清水さんのご提案で、AAFC例会後の午後の活動の一環として音楽映像の鑑賞会第一弾として「無伴奏シャコンヌ」が上演された。
10名を 超える参加者で関心の高さが伺えた。
私は最近は映画を見に行く機会が少なくなり専らTVで鑑賞する程度になっている。
バイオリニストとして絶頂期の主人公が華やかな公演活動からドロップアウトし、
パリの地下鉄の通路で自分の為にひたすら演奏する。
通行人が立ち止まり、座り込んで聞き惚れる。パリの地下鉄の騒音の中で心の赴くままバッハを演奏する。
名誉を捨て経済的な困難も捨てひたすらにバッハに傾倒する主人公は崇高な禅僧に似ている。

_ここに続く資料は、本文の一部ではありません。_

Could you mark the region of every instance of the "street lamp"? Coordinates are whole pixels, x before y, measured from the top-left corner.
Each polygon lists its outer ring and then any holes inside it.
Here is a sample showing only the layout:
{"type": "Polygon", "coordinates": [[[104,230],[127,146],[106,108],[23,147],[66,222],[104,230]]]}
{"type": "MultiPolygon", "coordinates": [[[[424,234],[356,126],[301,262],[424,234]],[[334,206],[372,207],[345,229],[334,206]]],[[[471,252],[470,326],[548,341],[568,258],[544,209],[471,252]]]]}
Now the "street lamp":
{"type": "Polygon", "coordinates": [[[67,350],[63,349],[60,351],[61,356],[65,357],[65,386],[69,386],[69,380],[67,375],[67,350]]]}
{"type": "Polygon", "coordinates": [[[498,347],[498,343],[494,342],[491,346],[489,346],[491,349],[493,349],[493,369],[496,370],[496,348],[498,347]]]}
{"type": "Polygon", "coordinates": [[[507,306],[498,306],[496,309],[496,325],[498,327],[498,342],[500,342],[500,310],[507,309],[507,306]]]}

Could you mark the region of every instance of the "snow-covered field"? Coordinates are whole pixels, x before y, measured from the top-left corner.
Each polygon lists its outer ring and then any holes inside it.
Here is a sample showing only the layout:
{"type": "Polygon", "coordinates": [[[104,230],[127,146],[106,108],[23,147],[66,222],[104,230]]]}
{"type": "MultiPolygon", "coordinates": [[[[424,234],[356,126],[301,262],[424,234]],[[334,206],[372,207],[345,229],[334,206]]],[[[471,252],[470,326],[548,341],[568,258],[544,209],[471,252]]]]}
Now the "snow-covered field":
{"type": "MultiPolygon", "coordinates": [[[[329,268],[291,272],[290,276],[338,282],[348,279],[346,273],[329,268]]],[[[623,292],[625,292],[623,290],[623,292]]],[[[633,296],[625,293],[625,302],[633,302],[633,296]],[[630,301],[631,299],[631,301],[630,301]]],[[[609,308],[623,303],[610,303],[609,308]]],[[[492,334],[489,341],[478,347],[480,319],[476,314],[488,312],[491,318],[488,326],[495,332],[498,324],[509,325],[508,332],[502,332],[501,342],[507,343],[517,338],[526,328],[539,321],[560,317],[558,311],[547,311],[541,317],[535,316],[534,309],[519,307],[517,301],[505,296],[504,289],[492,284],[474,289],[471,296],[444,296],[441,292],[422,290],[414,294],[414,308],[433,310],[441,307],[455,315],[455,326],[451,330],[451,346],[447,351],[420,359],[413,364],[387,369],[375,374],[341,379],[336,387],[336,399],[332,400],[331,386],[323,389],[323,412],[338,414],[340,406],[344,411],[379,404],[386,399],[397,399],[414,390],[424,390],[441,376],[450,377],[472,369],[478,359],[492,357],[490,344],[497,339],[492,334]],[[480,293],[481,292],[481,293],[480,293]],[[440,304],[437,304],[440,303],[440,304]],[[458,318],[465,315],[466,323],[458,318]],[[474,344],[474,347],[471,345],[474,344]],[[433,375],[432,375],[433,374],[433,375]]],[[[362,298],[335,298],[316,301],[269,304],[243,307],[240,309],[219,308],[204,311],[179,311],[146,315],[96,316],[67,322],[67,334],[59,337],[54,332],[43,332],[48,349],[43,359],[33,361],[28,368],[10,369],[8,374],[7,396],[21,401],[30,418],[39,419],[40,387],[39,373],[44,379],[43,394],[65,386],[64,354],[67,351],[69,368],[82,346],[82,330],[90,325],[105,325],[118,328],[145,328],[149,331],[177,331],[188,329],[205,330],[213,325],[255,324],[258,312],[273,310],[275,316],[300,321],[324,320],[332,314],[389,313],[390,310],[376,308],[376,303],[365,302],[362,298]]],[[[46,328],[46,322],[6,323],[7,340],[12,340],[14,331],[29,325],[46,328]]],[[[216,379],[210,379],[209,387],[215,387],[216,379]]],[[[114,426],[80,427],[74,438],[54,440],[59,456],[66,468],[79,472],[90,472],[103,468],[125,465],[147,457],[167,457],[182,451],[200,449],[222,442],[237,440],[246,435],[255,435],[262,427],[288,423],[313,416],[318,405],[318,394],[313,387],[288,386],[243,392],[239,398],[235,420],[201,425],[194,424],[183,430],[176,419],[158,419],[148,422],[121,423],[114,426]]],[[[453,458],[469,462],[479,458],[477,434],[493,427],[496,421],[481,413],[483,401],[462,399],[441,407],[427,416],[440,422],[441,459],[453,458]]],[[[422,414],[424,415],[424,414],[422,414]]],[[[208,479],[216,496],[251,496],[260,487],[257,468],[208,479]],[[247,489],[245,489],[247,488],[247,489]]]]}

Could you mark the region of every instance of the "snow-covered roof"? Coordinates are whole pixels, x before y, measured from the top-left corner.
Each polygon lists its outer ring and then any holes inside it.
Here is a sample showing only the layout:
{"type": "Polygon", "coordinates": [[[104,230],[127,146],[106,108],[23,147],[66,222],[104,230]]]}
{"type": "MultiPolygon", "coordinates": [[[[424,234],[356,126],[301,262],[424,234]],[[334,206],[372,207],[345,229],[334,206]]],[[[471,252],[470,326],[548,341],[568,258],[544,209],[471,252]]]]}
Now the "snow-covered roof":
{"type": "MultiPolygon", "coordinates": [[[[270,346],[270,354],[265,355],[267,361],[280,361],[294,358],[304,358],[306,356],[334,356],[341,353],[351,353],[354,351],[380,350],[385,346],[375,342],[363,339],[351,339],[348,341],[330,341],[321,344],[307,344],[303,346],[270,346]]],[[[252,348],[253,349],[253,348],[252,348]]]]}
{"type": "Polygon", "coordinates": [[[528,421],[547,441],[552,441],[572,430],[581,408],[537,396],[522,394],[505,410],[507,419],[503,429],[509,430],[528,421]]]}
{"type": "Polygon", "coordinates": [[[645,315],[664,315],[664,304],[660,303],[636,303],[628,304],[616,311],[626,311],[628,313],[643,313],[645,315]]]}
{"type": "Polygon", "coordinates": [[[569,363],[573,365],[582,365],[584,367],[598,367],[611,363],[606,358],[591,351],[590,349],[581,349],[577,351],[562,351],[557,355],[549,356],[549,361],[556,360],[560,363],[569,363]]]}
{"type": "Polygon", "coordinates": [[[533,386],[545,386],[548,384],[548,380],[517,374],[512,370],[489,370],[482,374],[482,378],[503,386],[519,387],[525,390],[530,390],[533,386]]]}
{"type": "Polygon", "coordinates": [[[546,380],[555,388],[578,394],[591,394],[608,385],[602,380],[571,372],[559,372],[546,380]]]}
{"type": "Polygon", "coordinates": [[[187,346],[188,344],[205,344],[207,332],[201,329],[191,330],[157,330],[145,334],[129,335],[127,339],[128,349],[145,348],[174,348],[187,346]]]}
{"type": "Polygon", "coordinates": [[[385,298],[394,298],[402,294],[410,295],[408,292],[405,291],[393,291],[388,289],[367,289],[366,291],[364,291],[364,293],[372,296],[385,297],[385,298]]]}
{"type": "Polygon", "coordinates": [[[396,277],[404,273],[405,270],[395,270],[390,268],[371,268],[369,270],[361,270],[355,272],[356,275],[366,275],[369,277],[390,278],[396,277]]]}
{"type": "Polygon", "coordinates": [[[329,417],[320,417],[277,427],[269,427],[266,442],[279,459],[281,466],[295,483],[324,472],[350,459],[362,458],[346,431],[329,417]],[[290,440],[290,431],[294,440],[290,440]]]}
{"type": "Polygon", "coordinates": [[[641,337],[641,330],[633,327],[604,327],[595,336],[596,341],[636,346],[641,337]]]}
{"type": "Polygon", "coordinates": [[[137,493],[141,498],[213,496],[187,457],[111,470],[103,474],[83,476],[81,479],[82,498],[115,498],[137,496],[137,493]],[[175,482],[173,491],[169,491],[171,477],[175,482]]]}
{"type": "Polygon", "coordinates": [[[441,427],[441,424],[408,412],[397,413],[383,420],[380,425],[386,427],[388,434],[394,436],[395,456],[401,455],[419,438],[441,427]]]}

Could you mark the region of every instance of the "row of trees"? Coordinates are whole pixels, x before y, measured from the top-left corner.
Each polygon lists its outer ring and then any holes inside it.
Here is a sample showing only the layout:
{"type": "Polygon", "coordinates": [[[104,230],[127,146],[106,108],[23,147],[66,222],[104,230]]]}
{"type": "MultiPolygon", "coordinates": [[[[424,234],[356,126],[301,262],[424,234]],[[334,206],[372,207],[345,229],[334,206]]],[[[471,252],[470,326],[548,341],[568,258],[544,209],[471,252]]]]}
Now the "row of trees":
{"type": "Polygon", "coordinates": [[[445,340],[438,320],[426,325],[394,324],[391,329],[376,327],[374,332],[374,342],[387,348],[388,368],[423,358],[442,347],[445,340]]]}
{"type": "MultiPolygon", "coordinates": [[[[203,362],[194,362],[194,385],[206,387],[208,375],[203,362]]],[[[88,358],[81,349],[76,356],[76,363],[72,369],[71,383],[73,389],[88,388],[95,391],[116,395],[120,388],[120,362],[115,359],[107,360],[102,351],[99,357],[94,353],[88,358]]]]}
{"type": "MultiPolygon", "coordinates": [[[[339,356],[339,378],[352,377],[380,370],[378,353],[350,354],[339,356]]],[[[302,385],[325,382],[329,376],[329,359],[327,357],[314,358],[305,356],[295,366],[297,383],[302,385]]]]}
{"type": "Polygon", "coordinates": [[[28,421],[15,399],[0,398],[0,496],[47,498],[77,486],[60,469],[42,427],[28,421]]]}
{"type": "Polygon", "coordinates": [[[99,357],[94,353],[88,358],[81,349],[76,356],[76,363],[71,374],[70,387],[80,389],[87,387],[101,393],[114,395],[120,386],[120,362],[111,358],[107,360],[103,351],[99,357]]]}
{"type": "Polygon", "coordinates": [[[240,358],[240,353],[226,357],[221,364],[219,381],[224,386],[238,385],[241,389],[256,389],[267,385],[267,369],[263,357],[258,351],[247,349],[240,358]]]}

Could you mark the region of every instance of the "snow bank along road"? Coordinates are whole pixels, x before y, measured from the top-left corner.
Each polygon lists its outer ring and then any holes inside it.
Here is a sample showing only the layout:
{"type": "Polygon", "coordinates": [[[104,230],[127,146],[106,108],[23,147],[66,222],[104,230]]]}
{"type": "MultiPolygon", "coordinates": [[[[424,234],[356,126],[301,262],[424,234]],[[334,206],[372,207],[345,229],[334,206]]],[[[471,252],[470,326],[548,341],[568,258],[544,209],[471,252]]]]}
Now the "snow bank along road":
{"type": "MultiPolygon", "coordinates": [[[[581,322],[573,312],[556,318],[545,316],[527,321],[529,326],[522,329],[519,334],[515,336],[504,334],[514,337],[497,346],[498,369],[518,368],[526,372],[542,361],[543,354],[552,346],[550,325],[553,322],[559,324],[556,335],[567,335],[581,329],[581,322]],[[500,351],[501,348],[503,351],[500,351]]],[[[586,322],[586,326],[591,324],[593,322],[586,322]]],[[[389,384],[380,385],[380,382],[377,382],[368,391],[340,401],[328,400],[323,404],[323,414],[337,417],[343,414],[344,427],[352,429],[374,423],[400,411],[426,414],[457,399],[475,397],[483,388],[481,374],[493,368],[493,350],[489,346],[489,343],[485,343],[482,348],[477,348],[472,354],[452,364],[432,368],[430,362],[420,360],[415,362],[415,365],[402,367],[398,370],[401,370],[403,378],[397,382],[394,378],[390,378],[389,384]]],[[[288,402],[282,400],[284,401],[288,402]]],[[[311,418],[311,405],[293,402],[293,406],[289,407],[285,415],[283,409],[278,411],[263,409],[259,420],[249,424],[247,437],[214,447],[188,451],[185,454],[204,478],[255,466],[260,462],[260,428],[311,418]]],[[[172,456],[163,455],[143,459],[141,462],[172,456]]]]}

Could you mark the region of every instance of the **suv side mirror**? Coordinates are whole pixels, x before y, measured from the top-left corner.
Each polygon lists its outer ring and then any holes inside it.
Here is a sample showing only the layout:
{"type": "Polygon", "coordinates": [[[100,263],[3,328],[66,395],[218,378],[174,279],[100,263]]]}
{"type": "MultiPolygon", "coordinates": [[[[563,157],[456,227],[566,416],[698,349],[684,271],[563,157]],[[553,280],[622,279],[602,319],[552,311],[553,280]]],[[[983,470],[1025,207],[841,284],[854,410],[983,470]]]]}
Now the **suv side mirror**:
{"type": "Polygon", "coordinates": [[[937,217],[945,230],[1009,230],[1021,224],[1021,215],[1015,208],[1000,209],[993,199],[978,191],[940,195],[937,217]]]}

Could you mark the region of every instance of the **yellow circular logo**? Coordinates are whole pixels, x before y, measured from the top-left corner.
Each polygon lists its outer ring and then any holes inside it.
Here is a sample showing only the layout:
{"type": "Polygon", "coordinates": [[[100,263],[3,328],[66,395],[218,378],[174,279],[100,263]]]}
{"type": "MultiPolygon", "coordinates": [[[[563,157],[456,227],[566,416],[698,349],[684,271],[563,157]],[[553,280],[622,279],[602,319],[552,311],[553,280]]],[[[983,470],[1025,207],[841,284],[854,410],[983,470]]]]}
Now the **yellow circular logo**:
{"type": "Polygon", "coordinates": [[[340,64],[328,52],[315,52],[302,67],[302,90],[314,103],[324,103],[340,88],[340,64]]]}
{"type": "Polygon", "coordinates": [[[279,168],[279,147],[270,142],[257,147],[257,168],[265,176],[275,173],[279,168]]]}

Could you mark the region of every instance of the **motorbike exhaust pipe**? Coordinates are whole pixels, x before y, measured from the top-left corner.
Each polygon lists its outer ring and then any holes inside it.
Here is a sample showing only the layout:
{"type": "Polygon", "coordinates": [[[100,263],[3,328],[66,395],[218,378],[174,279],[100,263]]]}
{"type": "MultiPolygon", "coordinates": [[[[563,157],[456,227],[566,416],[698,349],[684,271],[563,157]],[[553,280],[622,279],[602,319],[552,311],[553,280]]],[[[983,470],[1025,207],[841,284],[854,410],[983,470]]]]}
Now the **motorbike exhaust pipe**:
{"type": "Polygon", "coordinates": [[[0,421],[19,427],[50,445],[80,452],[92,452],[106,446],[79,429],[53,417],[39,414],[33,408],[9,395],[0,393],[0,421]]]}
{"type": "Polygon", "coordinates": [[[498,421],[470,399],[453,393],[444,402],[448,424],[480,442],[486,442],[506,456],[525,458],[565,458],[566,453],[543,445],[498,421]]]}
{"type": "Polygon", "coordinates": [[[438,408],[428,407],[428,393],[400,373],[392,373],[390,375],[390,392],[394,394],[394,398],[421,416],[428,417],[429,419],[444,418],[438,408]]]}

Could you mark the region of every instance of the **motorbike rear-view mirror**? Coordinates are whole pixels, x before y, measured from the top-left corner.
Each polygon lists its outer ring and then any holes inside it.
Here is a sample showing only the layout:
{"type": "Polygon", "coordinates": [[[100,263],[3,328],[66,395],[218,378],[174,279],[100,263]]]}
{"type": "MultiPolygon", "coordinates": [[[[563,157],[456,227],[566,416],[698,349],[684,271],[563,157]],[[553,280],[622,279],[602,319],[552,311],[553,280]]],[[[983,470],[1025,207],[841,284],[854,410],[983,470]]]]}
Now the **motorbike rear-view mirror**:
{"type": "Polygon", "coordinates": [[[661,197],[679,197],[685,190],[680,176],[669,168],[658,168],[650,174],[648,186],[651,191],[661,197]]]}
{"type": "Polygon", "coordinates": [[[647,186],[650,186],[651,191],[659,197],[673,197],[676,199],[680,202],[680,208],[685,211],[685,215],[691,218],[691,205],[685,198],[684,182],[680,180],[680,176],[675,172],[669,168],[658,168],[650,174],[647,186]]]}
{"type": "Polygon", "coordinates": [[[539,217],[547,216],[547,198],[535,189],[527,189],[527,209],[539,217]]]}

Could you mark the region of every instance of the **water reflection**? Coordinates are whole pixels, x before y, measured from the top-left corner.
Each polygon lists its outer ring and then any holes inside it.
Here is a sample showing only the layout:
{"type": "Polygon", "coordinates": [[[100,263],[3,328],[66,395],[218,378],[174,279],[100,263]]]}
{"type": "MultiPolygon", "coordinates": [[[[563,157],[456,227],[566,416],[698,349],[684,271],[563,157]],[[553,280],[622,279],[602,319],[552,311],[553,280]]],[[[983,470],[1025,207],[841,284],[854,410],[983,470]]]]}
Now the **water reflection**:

バイオリストの演奏はクレーメルが弾いているが、主人公は素人の俳優とは思えない指使い、運弓で孤高の演奏家を演じている。
地下鉄の乾いた、響きのある音響、行き交う乗客の騒音の中に響くバッハ、音楽とは何かを考えさせられる映画だった。
最近はコンクールに入賞しただけで流行り立てるマスコミ、悪のりする聴衆、自分を失って自滅する演奏家など目に余る現象と現実に一服の清涼剤である。
音楽に対する監督の畏敬と深い理解力がこの映画を作らせたが、残念ながら我が国では絶対に作られない映画だと思う。
地下道で聞き惚れる聴衆、心を寄せる切符売りの女性、瀕死の老人が聴きながら安らかに迎えた死、演奏しながら天国を夢見る主人公など巧みな背景を展開しながらさりげなくバッハを散りばめていく。
監督の第一作というが素晴らしい感性には感心させられる。
久々に心の琴線に触れる素晴らしい映画であった。